Mr. Khan wheeled in the last of my 3 new computers.  He said he had tried to give it away, but said the other teachers were maxed out and they had to go to specialed teachers.  He said that I could do whatever I wanted with it.

I’m sure he didn’t mean take it home and go crazy, but still there are some interesting possibilities.  Namely, if you are thinking what I’m thinking…

Could that be my newest desktop linux machine?

I could hook it up to the network intermittently to get downloads and updates as needed, but otherwise it would stand alone, pretty much and run whatever applications I wanted.  Trouble is, almost all of the adaptive technology stuff I use is Windows.  Older Windows, but still Windows.  Intellikeys, Boardmaker, various games I’ve downloaded over the years as well as the touchscreens.  Making them all work under Linux would be a major coup because I know of no one else anywhere doing anything like this, porting A.T. for students with severe disabilities to Linux.  The bad news is that there wouldn’t be much in the way of support.  I’m thinking most things would work with WINE just because the stuff is older, but that’s not a for sure deal.

I think I might just let the machine set a spell until I decide what to do with it.  I wish it had a DVD-RW, because then I would definitely be turning it into a multimedia movie making machine .  My kids are not huge fans of many movies but they will actually watch themselves for a long time.

Any suggestions?




  1. Here we have a typical Linux situation.
    Someone as a problem, and starts looking for a solution.

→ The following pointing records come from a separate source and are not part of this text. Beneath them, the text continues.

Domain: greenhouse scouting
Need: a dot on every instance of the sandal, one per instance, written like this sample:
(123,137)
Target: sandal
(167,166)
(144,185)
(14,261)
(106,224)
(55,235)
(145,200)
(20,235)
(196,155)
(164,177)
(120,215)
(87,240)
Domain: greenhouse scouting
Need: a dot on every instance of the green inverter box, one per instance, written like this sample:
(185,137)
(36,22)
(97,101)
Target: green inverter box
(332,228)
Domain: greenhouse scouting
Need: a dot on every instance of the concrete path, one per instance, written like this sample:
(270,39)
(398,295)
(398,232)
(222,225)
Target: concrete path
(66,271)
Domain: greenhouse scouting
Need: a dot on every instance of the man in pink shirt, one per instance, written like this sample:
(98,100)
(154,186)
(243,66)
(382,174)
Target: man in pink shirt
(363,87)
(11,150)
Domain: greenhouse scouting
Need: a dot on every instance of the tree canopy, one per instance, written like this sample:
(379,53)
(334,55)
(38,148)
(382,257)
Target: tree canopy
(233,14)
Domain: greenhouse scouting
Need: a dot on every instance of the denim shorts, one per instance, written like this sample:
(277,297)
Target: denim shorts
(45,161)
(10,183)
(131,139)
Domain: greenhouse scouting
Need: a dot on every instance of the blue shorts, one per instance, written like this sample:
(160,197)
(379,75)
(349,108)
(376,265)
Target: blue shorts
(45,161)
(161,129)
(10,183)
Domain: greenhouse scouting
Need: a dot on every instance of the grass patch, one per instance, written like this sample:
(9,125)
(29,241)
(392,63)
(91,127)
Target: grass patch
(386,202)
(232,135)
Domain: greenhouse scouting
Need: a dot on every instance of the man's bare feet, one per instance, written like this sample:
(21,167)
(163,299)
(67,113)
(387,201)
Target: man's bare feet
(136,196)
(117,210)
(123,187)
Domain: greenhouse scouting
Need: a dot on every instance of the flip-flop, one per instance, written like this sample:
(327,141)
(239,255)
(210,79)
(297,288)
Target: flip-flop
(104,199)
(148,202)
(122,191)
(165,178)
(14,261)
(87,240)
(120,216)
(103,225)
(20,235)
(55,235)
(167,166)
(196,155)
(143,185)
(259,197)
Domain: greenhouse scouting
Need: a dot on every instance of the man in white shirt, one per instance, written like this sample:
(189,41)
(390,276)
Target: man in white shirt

Posts the results online and “bingo!” someone else will benefit from that! 🙂

    Well, all I can say is get all that gear connected to a Linux box and let us know what does and does not work. You might be surprised…

    Try a couple of different distros (Red Hat, Suse, Knoppix) and see the results, then post them online with the full details of the hardware you are using so someone else might have a look at it and see what can be done (contact manufactures, check for specs, etc).

    Who knows, this may be the start of a Linux distro aimed at students with severe disabilities.


  2. Any chance I will get a comment on this? 😉

  3. Not much because my life is consumed by the Georgia alternate Assessment at the moment.

    And as you can see above, when I try to employ a Linux solution I muck it up!


  4. I found this site by googling linux and intellikeys.

    I am trying to break into the AT field and I’m also considering buying an XO laptop from http://www.laptopgiving.org/en/index.php

    I think it would be a perfect AT machine — light, rugged, etc. But I have no idea if intellikeys or a touch screen or speaking dynamically pro could ever run on it.

  5. While the XO looks cool, it really isn’t designed with AT in mind, except it *is* AT of a sort! Magic Touch claims to be penguin friendly, but I have yet to test it.

    It’s doubtful Intellikeys will work at all, since that is so software dependent and Intellitools is not ported to Linux. Same for SDP. Widows is miles and miles ahead on accessibility, except when it comes to price point. There are a few open source tools out there, but they are few.

    Besides, the XO has a crank to charge the batteries…might be kinda hard for those with various orthopedic impairments! Good therapy for a few other exceptional students tho!